Anyway, dude, Rocket goes to actual heaven. They flag it as actual heaven. We see it on screen. Lyla straight up says there is a God and a heaven and Rocket gets to go to it.
Normally you expect this argument to be about some subtextual reinterpretation or an allegory or whatever but... no, man, it's right there. Explicitly.
Hey, don't look now, but besides being pretty explicit about there being a God and an afterlife it's also super not on board with for-profit health care and animal testing. You may have missed how it's like 75% of the running time of the movie. You could argue about it being a religious film, but political? It's the story of a group of people whose friend's organs are hadlocked by a corporation, they go fight the corporation and end up freeing all their animal test subjects.
Every time this "it's not political" stuff comes up in online conversation I swear it's like an optical effect of some sort. It makes you question how subjective perception is and wonder how other people's minds are parsing the world in different ways.
Mongostein@lemmy.ca 1 year ago
God and Heaven exist in the Marvel universe in the same way that Thor and Zeus exist. You’re reading way too much in to it.
MudMan@kbin.social 1 year ago
They do, but no, I'm not.
There's a difference between using Christian mythos as mythos and making a spiritual point. You pick what to pull and why, and things have meaning.
Ironically, in this context if they had made this more of an explicit heaven it'd have been less of a conscious choice (see also, Thor: Love & Thunder). The framing of the afterlife, who states the existence of a divine plan, paired with the role that scene plays in the movie are all important context cues.
Again, people worked really hard to not trivialize that scene as a fantasy setup and instead charge it with meaning and a point. It'd be a shame to purposefully ignore it, whether you agree with the implied philosophical take or not.
Mongostein@lemmy.ca 1 year ago
By that logic the Thor movies are pushing a Nordic mythological agenda. Should I be concerned?
MudMan@kbin.social 1 year ago
No, that's the opposite of that logic. As... I explicitly say above.
See, people think meaning is a puzzle. "What is actually happening in such and such movie?", but that's not it.

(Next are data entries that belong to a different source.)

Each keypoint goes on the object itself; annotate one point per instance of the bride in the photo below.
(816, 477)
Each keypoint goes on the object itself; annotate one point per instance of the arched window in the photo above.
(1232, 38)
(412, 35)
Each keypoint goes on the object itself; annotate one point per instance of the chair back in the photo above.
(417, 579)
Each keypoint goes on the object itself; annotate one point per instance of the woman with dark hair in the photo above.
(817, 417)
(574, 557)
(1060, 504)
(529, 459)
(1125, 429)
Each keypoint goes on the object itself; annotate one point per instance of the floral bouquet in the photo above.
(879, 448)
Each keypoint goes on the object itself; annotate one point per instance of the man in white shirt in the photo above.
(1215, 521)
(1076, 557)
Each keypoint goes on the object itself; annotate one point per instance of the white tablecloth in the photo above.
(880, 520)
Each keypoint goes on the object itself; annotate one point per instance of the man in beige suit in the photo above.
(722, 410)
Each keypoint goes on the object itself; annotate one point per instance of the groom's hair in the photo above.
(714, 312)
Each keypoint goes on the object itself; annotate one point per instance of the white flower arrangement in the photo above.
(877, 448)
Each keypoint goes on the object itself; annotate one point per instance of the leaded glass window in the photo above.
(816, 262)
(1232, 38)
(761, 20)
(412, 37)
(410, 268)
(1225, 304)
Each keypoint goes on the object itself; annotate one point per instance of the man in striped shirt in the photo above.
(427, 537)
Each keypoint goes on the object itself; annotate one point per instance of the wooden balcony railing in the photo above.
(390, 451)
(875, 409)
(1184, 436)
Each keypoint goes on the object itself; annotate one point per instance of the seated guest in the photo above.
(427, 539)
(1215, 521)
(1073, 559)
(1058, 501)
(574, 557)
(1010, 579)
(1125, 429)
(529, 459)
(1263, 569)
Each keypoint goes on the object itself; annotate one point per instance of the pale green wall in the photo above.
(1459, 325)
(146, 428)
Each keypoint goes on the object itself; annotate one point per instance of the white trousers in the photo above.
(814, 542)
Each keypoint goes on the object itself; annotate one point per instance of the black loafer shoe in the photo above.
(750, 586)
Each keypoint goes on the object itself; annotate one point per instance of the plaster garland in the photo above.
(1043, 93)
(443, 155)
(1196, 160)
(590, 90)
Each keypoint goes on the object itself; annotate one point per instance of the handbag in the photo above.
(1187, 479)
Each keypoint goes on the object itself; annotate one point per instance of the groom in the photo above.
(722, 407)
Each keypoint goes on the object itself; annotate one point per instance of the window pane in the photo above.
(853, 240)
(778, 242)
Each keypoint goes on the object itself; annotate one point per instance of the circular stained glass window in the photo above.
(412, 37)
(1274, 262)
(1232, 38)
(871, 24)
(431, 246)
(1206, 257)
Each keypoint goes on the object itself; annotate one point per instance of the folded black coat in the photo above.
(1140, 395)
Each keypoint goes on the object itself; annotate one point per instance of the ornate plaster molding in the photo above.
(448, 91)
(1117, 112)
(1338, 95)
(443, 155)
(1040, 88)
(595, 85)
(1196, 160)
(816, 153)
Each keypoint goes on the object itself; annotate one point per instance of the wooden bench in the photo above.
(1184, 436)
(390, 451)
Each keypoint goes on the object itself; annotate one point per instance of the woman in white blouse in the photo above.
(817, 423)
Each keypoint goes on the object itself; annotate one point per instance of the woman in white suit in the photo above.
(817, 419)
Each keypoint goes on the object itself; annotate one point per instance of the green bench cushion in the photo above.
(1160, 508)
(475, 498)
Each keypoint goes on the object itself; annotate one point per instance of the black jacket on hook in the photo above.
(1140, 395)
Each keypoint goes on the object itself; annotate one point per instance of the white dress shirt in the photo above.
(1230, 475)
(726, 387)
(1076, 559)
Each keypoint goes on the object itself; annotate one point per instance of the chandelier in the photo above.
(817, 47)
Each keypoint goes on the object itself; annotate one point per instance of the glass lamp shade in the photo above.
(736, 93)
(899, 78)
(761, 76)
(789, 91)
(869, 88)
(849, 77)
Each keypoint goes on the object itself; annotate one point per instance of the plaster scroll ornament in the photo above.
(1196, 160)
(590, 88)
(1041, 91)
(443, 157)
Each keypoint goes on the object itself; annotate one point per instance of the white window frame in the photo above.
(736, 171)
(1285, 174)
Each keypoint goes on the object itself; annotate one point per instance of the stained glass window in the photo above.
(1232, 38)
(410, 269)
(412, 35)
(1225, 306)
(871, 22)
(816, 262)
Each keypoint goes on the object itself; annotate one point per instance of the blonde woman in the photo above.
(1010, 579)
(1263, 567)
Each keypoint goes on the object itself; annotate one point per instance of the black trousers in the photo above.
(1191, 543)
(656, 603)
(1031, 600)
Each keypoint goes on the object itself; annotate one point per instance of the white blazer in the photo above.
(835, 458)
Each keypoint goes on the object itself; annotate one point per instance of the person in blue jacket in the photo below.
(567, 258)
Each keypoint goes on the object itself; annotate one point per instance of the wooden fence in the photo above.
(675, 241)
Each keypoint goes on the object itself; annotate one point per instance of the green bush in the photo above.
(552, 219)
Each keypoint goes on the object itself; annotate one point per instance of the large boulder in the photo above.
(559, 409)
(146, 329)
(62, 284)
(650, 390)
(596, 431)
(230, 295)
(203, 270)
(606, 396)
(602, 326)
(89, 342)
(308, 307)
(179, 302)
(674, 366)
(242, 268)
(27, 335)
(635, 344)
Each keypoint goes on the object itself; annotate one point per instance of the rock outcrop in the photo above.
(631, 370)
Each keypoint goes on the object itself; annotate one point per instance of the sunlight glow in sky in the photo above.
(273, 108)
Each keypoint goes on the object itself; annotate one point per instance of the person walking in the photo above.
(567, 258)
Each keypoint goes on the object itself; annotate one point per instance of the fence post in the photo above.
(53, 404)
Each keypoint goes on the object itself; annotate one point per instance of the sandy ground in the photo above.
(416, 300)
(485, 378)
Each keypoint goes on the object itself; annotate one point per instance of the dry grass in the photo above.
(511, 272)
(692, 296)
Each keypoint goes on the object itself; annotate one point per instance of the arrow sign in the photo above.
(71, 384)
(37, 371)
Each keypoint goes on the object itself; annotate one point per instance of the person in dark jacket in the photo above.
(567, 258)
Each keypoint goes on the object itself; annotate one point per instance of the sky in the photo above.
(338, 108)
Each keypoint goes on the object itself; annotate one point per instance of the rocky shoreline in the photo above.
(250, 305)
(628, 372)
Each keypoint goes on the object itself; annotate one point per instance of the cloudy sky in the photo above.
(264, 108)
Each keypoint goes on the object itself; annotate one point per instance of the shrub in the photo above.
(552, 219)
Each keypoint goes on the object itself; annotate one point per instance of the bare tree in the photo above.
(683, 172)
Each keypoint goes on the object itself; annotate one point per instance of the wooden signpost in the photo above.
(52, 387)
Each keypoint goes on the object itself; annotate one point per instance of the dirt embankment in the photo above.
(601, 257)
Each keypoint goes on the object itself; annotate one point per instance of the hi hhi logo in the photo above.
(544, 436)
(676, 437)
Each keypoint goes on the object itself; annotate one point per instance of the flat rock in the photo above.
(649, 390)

Meaning is communication, it's put together from a lot of shared cues. It's not Picross, it's more like a coloring book. Like I said above, Thor movies, if anything, make an explicit point of explaining how humans confused a race of aliens for gods. They were so worried about that distinction that at some point in Avengers they make Cap say "There is only one God and I'm pretty sure he doesn't dress like that".
Which is also a very Christian statement but not an honest statement of belief because of the way it's presented, when it's presented, who says it and the history of Marvel being very afraid to call Thor a "god" in media. Context cues!